「Sora 2」の日本アニメ酷似動画に政府が懸念 OpenAI、著作権対策を強化へ

2025年10月7日、米オープンAIの動画生成モデル「Sora 2」で日本アニメに酷似した映像が生成されている問題を受け、デジタル相はオープンAI幹部と面会したことが報じられた。知的財産の保護を理由に改善を要請し、オープンAIは再発防止策を講じる方針を示した。
アニメ酷似動画が拡散 政府が懸念伝達、OpenAIが対策表明
米オープンAIが9月末に提供を開始した動画生成AI「Sora 2」が、日本の人気アニメやゲーム作品に酷似した映像を生成しているとして物議を醸している。
SNS上では「ポケットモンスター」や「ドラゴンボール」「ドラえもん」などに似た動画が投稿され、「著作権を侵害している」との批判が相次いだ。
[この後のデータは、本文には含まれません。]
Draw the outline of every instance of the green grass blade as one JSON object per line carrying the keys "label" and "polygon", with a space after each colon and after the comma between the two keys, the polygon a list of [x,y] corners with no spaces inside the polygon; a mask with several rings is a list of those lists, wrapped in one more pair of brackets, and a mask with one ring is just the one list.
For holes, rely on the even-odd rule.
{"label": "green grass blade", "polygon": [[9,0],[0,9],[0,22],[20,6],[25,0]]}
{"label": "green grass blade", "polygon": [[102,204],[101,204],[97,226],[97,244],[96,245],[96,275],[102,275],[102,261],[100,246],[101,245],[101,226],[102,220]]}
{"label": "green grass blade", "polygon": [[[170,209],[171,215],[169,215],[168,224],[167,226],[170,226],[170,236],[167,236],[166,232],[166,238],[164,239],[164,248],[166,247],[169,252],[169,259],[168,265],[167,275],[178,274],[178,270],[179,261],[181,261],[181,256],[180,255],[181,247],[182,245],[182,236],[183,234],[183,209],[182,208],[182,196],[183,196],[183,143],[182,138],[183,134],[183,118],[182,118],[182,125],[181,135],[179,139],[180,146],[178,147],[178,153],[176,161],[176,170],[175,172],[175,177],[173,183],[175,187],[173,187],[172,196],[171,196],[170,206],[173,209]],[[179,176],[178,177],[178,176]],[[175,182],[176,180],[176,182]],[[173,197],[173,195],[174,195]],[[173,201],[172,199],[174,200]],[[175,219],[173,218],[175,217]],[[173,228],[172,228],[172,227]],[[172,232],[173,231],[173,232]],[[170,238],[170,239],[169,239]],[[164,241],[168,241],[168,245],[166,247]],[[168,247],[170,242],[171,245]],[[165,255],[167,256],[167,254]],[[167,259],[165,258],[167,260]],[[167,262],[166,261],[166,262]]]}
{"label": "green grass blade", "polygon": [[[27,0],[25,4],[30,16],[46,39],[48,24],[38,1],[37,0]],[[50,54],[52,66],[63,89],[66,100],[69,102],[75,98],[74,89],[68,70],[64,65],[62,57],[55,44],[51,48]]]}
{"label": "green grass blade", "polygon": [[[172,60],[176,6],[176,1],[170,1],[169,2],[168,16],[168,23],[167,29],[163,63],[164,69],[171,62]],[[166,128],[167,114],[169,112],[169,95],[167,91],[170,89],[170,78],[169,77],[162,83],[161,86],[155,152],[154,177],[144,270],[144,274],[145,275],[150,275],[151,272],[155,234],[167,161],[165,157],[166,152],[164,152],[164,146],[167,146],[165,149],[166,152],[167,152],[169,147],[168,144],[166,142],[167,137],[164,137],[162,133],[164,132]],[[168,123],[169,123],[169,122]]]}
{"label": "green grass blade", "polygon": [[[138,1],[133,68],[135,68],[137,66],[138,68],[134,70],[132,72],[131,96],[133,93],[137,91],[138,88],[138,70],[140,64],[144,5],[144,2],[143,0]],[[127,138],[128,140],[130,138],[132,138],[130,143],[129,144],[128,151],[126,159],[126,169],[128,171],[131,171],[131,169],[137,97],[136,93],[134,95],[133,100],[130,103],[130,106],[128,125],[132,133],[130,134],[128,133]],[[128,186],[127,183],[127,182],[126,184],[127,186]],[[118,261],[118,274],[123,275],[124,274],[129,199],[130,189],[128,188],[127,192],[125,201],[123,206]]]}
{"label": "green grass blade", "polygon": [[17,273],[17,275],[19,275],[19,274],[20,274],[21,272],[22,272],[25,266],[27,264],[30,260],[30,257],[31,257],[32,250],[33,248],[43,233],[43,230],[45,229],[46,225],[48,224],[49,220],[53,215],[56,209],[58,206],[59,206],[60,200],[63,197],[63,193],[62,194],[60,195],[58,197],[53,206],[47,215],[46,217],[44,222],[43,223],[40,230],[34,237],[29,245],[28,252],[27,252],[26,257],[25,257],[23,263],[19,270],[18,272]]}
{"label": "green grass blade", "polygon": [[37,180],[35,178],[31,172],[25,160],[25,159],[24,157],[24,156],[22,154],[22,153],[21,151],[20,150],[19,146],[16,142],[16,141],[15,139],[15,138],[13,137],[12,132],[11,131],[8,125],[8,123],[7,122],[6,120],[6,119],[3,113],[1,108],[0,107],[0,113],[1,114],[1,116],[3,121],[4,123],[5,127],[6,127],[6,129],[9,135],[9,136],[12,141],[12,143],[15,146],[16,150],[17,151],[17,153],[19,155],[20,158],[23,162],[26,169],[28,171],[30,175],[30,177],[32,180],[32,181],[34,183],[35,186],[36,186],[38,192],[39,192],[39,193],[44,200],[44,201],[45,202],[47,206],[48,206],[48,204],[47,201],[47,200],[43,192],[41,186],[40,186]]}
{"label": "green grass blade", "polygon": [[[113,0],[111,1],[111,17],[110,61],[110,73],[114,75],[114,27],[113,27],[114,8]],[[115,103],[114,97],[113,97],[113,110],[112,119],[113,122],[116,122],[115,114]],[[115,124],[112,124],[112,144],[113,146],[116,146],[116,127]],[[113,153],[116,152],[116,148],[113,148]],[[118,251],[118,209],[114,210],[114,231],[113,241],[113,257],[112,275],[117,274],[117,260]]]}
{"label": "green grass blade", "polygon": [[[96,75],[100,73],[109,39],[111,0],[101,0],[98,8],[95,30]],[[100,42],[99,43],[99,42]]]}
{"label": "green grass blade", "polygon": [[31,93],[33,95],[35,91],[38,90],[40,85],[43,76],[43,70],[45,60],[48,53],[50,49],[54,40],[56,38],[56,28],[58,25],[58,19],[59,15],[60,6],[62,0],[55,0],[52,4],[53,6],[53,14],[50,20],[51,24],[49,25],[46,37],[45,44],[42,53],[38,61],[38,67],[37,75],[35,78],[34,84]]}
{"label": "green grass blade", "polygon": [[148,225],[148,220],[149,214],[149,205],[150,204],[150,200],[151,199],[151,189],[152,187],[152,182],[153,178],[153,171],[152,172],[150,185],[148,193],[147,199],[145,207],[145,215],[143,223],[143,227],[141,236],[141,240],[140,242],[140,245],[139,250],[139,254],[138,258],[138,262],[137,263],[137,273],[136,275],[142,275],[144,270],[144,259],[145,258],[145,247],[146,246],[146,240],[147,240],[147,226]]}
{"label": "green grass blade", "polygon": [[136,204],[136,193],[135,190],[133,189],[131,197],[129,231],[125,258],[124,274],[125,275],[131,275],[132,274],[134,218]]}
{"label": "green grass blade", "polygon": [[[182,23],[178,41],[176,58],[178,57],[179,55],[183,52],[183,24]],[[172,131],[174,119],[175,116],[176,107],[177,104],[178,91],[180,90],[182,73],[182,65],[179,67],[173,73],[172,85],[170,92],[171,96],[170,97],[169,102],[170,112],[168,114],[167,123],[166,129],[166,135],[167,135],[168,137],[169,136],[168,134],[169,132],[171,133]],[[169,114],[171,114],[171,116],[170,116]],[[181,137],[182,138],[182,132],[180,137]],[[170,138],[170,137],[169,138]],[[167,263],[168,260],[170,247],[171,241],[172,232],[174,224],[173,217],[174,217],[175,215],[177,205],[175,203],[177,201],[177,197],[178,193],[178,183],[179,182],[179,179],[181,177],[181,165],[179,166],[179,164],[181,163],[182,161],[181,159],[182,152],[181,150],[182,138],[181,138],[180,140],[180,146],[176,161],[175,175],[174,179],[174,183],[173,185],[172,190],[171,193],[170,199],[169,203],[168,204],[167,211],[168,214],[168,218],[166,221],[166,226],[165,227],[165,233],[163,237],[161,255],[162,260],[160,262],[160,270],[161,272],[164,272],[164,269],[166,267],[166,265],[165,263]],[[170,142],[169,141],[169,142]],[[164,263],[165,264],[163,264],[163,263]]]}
これを受けて平デジタル相は7日、オープンAI幹部と面会し、政府として懸念を正式に伝達。日本の知的財産を損なわないよう、生成制限や監視体制の強化を要請した。
オープンAI側は重大な問題として認識しているとし、原因の説明とともに仕様変更を進める意向を示したという。
サム・アルトマンCEOは10月3日に「誤りは迅速に修正する」と表明し、著作権者が生成可否を設定できる仕組みを導入する方針を明らかにした。すでに、特定キャラクターの無断生成を防ぐブロック機能を強化している。
一方で、対象範囲の明確化や技術的制限の実効性には課題が残る。
自民党の塩崎彰久議員はAI法(※)に基づく調査権限の行使を示唆し、「海外プラットフォーマーに日本のルールをしっかり伝えるべきだ」と述べている。
※AI法:2025年6月に日本で施行された法律。生成AI事業者に対し、著作権侵害防止や学習データの透明性確保を求め、政府に調査権限を付与している。
AI創作の光と影 著作権保護と表現の自由がせめぎ合う
Soraの問題は、生成AI時代の創作の自由と著作権保護のバランスを問う典型例である。
AIによる映像生成はクリエイティブ業界の生産性を飛躍的に高め、個人でも映画並みの作品を作れる時代を開いた。
一方で、既存キャラクターや世界観の模倣が容易になり、創作者の権利を脅かすリスクが顕在化している。
既存作品に酷似した映像が容易に生成されることで、著作権侵害の境界が曖昧になり、権利者の利益が損なわれる懸念が強い。特に日本のアニメは世界的なブランド価値を持つため、無断模倣が横行すれば文化資産そのものの信頼性を損ねかねない。
さらに、AIが学習過程で使用するデータの透明性が担保されていない現状では、「どこまでがオリジナルで、どこからが引用か」という判断が極めて困難である。
オープンAIのような大手企業が権利者への管理権限付与を検討する動きは、法的整備が追いつかない現状を補完する暫定的な措置といえる。しかし、AIが自動的に学習する過程で著作物をどこまで参照しているかを把握するのは難しく、完全な防止策とはならない。
今後、生成AIと著作権保護の関係は国際的な政策課題としてさらに注目されるだろう。日本政府がAI法に基づく調査権限を積極的に行使する可能性もあり、AI事業者への透明性要求は一段と高まると考えられる。
生成AIが文化産業とどう共存していくか。今回のSora問題は、その試金石となるといえる。